Lewis Hamilton unhappy with stewards after being hit with sprint race penalty

Lewis Hamilton criticised Formula One’s stewards after he was penalised for colliding with Sergio Perez in Saturday’s rain-hit sprint race in Belgium.

Max Verstappen overcame Oscar Piastri’s impressive challenge to land another win ahead of Sunday’s main event in Spa-Francorchamps.

Piastri finished runner-up with Alpine’s Pierre Gasly a surprise third. Hamilton crossed the line in fourth, but was demoted to seventh after he was dealt a five-second penalty for making contact with Perez as they diced for position through Stavelot.

Perez sustained race-ending damage in the accident – with Red Bull team principal Christian Horner accusing Hamilton of putting a big hole in the side of his driver’s machine.

But Hamilton, drawing on a famous quote from his childhood hero Ayrton Senna, said: “As Ayrton said, if you no longer go for a gap that exists, then you are no longer a racing driver.

“That is what I did. And when I watched it back it feels like a racing incident to me.

“The conditions were tricky out there. We are doing our best and it wasn’t intentional. He was slow and I went up the inside and I was more than half-a-car length alongside.

“I feel like we should not be deterred from racing. It would have been nice to finish fourth but I don’t really care about finishing fourth, I want to win.”

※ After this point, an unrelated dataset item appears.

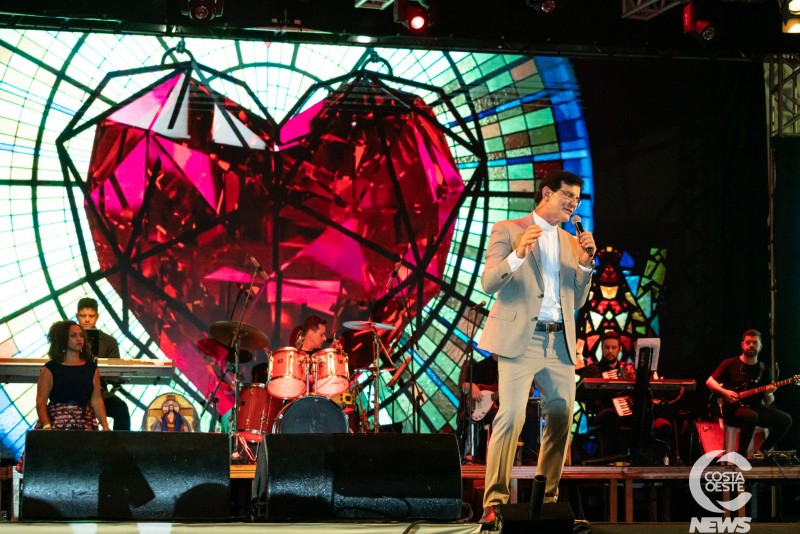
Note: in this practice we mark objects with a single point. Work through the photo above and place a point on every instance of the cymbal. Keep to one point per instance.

The four FIA stewards here – including former British grand prix driver Derek Warwick – also punished Hamilton with two points on his licence.

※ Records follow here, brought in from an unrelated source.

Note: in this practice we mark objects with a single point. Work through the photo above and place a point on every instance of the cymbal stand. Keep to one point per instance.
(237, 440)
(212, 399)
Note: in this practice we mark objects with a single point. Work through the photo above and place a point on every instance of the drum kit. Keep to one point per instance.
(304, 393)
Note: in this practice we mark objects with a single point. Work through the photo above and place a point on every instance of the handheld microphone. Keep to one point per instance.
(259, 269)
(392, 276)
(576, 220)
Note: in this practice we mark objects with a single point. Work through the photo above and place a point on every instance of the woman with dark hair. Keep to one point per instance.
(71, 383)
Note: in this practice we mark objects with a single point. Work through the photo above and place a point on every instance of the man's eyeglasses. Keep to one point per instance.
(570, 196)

Surmising the lap-six flashpoint, the quartet determined: “Hamilton was attempting to pass Perez on the inside at Turn 15.

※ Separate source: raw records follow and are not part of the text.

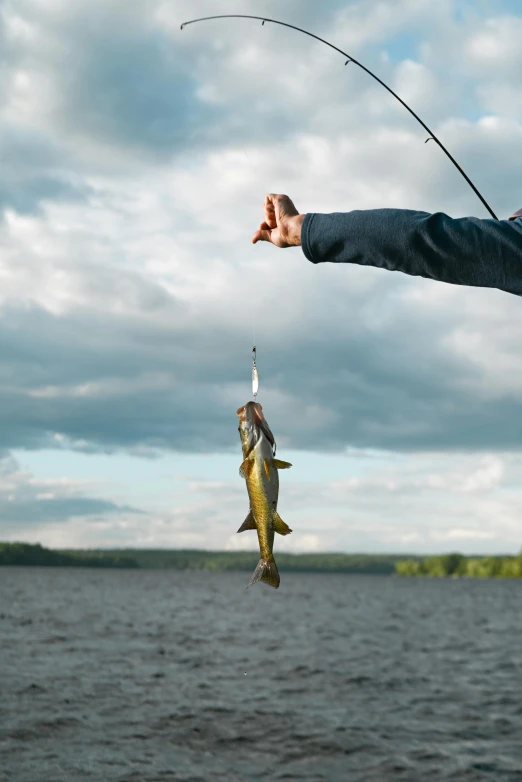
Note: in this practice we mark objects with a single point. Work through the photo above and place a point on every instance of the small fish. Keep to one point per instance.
(259, 469)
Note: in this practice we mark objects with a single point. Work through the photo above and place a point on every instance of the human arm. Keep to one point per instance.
(462, 251)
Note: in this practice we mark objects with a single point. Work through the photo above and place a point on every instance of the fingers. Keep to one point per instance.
(263, 234)
(269, 210)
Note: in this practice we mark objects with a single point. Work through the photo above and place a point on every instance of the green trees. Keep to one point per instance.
(458, 565)
(35, 554)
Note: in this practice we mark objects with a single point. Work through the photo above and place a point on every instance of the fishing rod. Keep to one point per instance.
(431, 137)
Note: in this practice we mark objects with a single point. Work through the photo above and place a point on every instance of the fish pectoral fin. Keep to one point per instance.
(279, 525)
(281, 465)
(267, 572)
(249, 522)
(246, 467)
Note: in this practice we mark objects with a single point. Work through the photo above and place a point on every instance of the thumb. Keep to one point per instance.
(263, 234)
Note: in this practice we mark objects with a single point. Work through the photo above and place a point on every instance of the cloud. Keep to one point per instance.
(136, 158)
(27, 503)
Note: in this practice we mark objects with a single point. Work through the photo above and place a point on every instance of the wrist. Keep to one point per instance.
(294, 230)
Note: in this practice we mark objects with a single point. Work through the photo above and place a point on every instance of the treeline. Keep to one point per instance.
(35, 554)
(197, 559)
(193, 559)
(459, 565)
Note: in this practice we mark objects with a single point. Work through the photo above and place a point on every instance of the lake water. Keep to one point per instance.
(156, 676)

“While Perez was giving little room on the inside for Hamilton, Hamilton drove onto the kerb and subsequently understeered into Perez. The stewards consider that Hamilton was predominantly at fault for causing a collision.”

However, Mercedes boss Toto Wolff backed his superstar driver, adding: “It was absolutely a racing incident. This is a sprint race. We want to see them racing.

“The argument about the damage isn’t valid because he (Perez) was going backwards before then. Massively backwards. And then when you look at that corner, they were side-by-side, and it takes two to tango. It’s a racing incident. For me that’s really clear.”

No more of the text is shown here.